The age of a significant number of zircons taken from the products of several eruptions was calculated by the scientists: the youngest zircons disclose the date of the eruption, while the older zircons tell the history of magma buildup prior to the super-eruptions.
The Next Super-eruption
The rate of magma intake in a magma reservoir may also be estimated using this approach, which is based on zircon geochronology.
"Today, we estimate that about 320 km3 of magma could be ready to erupt within the reservoir of Toba volcano," says Luca Caricchi.
If such an eruption occurred today, it would be a cataclysmic occurrence that would have far-reaching consequences not just for the densely populated island of Sumatra, but also for the entire ecology.
According to geologists, around 4 km3 of eruptible magma accumulates inside Toba's magma reservoir every thousand years, and this pace has remained relatively constant throughout the volcano's eruptive history.
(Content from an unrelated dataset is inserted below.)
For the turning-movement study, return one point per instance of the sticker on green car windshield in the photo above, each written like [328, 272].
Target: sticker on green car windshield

"The next super-eruption of the size of the last two would therefore take place in about 600,000 years," he says. This does not rule out the possibility of lesser outbursts in the meantime.
This new technology might be used to determine whether volcanoes are on the verge of a super-eruption anywhere in the planet.
This is a huge step forward since, with so few super-eruptions in the previous 2 million years, researchers couldn't get statistically significant numbers for the frequency of these catastrophic occurrences on a worldwide scale, Ping-Ping Liu said.